John Gribbin is a science writer who has written a large number of books explaining modern physics and cosmology to the non-mathematical reader and there is always the danger of repeating oneself when one is as prolific as this. This book is actually a sequel to an earlier one, called 'In Search of Schrodinger's Cat', published ten years previously, and this might lead one to suspect that it is a potboiler, but in fact it is better than this.
The reference to Schrodinger's notorious cat is a sound pointer to what we can expect from the book: it is about the paradoxes of quantum mechanics and the new theories that have been advanced since 1984 to account for them. The puzzle of wave-particle duality is summarized in a prologue, and then we go back in history to look at how earlier thinkers such as Huygens, Newton, Young, Faraday, and Maxwell thought about light. This part is done well; Gribbin gives just enough information but not too much. Coming to more modern times, we encounter Einstein and also Feynman, and with the historical background now taken care of we are equipped to contemplate the paradoxes inherent in what we know about light today. The quantum paradoxes are certainly mind-blowing, but their importance is not purely intellectual; as Gribbin explains, they may have practical implications as well, for they provide a possible basis for quantum cryptography and teleportation. I found I could believe in the cryptography but not, alas, in the teleportation.
In a chapter entitle 'Desperate Remedies', Gribbin takes up the theme of the different interpretations of quantum theory.

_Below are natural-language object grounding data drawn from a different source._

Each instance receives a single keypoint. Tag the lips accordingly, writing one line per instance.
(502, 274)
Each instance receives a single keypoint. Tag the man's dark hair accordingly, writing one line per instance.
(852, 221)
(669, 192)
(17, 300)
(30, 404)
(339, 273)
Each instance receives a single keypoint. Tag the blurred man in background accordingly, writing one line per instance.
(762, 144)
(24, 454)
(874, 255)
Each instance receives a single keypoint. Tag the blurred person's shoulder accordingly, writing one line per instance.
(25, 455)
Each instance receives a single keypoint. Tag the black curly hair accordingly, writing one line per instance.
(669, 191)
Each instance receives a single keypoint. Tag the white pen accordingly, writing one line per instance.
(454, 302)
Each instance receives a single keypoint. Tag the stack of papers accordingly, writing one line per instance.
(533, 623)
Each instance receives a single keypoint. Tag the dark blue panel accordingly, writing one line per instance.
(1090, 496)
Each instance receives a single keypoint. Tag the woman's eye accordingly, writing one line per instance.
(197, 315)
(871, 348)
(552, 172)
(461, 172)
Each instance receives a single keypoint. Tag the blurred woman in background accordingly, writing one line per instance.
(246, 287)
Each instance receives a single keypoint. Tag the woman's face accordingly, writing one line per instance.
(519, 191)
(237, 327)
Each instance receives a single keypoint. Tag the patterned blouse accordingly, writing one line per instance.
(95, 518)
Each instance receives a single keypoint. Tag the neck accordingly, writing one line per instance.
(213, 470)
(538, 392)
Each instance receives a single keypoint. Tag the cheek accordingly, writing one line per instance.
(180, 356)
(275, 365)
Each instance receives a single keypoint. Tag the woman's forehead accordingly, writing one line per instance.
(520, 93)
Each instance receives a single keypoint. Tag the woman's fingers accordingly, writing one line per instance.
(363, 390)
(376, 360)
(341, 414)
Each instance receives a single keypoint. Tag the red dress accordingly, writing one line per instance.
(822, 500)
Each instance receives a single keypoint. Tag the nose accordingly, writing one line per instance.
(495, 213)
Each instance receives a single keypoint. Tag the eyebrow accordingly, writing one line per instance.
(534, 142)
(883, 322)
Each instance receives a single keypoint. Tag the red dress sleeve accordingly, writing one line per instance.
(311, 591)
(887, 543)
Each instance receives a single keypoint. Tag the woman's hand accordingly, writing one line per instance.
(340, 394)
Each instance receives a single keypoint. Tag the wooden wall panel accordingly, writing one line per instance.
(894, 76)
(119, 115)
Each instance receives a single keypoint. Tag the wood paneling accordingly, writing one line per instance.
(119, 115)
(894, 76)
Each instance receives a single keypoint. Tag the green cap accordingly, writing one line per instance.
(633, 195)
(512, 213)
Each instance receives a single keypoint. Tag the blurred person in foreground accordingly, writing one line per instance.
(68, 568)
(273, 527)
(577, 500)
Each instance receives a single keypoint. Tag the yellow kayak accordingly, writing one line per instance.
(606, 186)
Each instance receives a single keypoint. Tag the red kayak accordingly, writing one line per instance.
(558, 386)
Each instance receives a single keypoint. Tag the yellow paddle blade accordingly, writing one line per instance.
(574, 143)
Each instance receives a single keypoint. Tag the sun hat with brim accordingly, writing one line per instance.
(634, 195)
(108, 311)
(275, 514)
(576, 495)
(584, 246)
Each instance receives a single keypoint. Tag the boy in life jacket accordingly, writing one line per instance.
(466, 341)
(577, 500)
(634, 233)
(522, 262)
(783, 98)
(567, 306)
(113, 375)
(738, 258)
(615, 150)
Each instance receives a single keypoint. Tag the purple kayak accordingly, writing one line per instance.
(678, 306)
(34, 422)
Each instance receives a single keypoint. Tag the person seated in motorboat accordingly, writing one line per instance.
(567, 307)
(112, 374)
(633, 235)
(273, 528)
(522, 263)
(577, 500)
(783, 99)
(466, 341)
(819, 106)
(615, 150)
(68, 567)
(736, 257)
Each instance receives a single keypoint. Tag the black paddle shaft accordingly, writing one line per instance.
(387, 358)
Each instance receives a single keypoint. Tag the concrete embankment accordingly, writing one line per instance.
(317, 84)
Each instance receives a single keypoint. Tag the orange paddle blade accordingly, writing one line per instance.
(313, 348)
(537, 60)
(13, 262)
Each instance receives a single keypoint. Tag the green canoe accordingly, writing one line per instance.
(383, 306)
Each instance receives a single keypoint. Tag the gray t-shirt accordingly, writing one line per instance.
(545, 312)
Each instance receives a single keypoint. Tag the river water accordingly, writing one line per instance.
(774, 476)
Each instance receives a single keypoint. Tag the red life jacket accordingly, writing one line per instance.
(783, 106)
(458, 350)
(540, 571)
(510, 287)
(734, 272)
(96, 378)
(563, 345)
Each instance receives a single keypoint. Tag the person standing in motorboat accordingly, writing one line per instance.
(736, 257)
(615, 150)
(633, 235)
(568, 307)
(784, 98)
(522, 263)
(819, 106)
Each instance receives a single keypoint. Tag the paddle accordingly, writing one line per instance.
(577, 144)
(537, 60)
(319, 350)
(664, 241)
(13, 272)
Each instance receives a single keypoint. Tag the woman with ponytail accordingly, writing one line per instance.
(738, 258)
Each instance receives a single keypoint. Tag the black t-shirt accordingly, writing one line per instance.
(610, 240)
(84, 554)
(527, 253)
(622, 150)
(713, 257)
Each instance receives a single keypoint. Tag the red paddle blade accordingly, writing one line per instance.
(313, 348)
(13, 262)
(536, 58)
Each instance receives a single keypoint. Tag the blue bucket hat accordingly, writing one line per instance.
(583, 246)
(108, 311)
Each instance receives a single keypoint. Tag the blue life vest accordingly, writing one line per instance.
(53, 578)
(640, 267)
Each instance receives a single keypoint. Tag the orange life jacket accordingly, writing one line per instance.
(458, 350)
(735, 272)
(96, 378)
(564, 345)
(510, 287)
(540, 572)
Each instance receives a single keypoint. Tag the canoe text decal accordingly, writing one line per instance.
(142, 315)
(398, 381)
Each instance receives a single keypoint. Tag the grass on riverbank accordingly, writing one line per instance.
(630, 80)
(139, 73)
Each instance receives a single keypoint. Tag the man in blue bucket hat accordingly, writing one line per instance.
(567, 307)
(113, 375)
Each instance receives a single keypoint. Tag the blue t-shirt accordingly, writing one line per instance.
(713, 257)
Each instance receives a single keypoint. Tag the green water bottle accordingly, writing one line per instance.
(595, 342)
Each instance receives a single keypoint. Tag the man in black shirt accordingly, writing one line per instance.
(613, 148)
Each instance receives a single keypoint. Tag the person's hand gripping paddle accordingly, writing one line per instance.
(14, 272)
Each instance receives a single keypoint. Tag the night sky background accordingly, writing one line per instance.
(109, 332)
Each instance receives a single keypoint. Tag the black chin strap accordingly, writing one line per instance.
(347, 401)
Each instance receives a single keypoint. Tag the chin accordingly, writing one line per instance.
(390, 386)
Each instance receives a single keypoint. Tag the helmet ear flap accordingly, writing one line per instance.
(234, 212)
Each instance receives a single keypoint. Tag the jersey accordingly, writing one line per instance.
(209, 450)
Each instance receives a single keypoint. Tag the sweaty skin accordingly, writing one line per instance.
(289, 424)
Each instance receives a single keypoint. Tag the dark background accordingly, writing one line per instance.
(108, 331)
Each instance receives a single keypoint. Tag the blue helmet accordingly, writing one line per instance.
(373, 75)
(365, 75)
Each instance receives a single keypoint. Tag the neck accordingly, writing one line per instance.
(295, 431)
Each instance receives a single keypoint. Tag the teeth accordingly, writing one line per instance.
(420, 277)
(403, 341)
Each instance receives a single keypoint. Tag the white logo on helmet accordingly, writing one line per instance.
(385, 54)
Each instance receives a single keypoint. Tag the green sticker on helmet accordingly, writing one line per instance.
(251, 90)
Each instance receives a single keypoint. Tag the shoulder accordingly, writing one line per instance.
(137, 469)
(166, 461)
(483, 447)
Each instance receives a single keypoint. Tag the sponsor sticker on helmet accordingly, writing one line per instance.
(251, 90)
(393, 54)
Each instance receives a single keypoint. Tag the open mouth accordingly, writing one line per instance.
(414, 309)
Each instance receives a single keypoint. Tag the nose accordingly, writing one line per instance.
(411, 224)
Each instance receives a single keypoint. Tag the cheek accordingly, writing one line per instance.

Here he makes the interesting point that all the theories 'work', in the sense that they account for the behaviour of existing experiments and correctly predict the outcome of new experiments; this is unique in science. Choosing among the various possibilities on offer is thus a matter of personal taste. In a way, the multiplicity of intepretations mirrors the multiplicity of ways that a photon seems able to go through two slits at once. Gribbin himself thinks that none of the explanations is wholly satisfactory but that this does not matter too much because they are useful in practice. So perhaps, he thinks, we need all of them.
The final section of the book shifts our attention, rather briefly, from the very small (the world of photons) to the very large (cosmology), before concluding with some final reflections on the nature of reality. In an epilogue called 'The solution—myth for our times' Gribbin insists repeatedly that all interpretations are analogies, myths, or models. They are 'crutches to help us imagine what is going on at the quantum level and to make testable predictions'. This is true even of his own favourite, an interpretation advanced by John Cramer, which Gribbin explains in some detail. It requires one to picture 'a field which is a time-symmetric mixture of a retarded wave propagating into the future and an advanced wave propagating into the past'. Considerable intellectual agility is required to grasp this theory, I found, but this is only what should be expected, for, as Feynman said, 'nobody knows how it can be like that'.
This is an attractively written book which is well worth reading for anyone with a taste for grappling with the philosophical implications of modern physics. There is a useful bibliography.